Mrs. Lemerand and her colleagues at U.A.W. Local 140, who build the Dodge Ram and Dakota trucks, wore green T-shirts warning, “Will strike if provoked.” Late last month, a number of U.A.W. local chapters voted to authorize a strike if talks broke down, a common move aimed at giving union leaders more leverage. At her local, 98 percent voted in favor of authorizing a strike, she said.
But industry experts say there is almost no possibility of a strike, as the car companies are in such fragile financial shape that a shutdown could force at least one of them into bankruptcy.
“It would be really remarkable if there was a strike. You’d need a complete collapse of negotiations,” said David L. Gregory, a professor of labor law at St. John’s University in Queens. “A strike this time around could be absolutely lethal for the company being struck.”
But more than a month after negotiations opened in mid-July, U.A.W. members say they have heard almost nothing from their negotiators. Unlike in past contract talks, the union does not have a toll-free number for chapter presidents to call for updates to pass along to members, nor have negotiators faxed or sent by e-mail any material to print in local newsletters or post on Web sites.
“It’s been very quiet,” said Jim Stoufer, president of Local 249, which represents workers at the Ford assembly plant in Kansas City, Mo. “We seem to be a little more in the dark than normal, and I think it’s because of the tough times.”
The lack of news is not necessarily a sign that talks are at a standstill, though, said Professor Gregory: “If there was a meltdown, we’d have heard about it.”
Sean McAlinden, a labor economist with the nonprofit Center for Automotive Research in Ann Arbor, Mich., said he expected the carmakers to offer workers one-time “signing bonuses” in exchange for long-term wage and benefit reductions to increase the likelihood of ratification.
A similar bonus was offered at the bankrupt Delphi, the country’s largest parts maker, whose workers approved cuts this year.
Officials from the carmakers declined to comment.
Mr. Stoufer said he had heard rumors about wage cuts of 20 to 30 percent for U.A.W. members, who earn about $29 an hour on average. But Ralph Mayer, president of U.A.W. Local 898 in Ypsilanti, Mich., said, “I’d put money on the fact that a huge pay cut is not going to happen.”
The proposal to create a union-run health care trust seems particularly unsettling to many workers.
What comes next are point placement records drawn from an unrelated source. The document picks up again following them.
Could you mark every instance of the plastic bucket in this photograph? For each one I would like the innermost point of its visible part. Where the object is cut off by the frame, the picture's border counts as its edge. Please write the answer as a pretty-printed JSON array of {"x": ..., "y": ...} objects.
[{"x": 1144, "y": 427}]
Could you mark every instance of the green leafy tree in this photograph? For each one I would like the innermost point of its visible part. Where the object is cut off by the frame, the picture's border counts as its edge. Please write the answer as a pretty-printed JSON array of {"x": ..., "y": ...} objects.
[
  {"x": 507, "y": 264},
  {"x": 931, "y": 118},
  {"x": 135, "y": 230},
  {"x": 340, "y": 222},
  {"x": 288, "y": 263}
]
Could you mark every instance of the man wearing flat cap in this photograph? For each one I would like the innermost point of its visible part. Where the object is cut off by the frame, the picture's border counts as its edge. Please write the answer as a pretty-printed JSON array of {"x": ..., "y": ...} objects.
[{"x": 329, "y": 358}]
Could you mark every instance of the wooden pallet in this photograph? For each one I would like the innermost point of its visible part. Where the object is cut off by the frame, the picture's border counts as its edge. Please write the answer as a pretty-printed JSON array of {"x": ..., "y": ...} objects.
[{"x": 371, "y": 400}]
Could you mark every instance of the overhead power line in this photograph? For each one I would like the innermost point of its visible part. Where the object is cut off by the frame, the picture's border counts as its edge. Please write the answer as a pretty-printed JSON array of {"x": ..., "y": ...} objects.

A U.A.W. faction that opposes concessions has distributed fliers that equate the voluntary employees’ beneficiary association proposal, known as V.E.B.A., with “Vandalizing Employee Benefits Again.”
Workers at G.M. and Ford agreed in 2005 to pay part of their medical costs. Workers at Chrysler did not make a similar deal, so analysts say the U.A.W. may have to grant the company’s request for similar cuts in medical costs as part of any overall package.
In past years, the U.A.W. has chosen one of the car companies as its negotiating target around Labor Day. The union’s pattern-bargaining philosophy involved reaching a deal with the target company, then persuading the other two carmakers to accept similar terms.
But in the 2003 talks, the union did not choose a target, instead conducting talks simultaneously with all three. There has been no word on which company may be chosen this year, although Mr. Gettelfinger has said he is striving for a pattern agreement.
If a target is chosen, experts say, G.M. stands the best chance, because it is healthier than Ford and the most intent on creating a V.E.B.A. fund, given that its future medical costs are estimated at about $55 billion. But Ford could be selected because Mr. Gettelfinger, who came up through the Ford ranks, has the longest-standing relationships there.
Chrysler, which was sold to Cerberus Capital Management last month, seems to be the least likely target, since it has new owners and must still resolve its health care situation, experts say.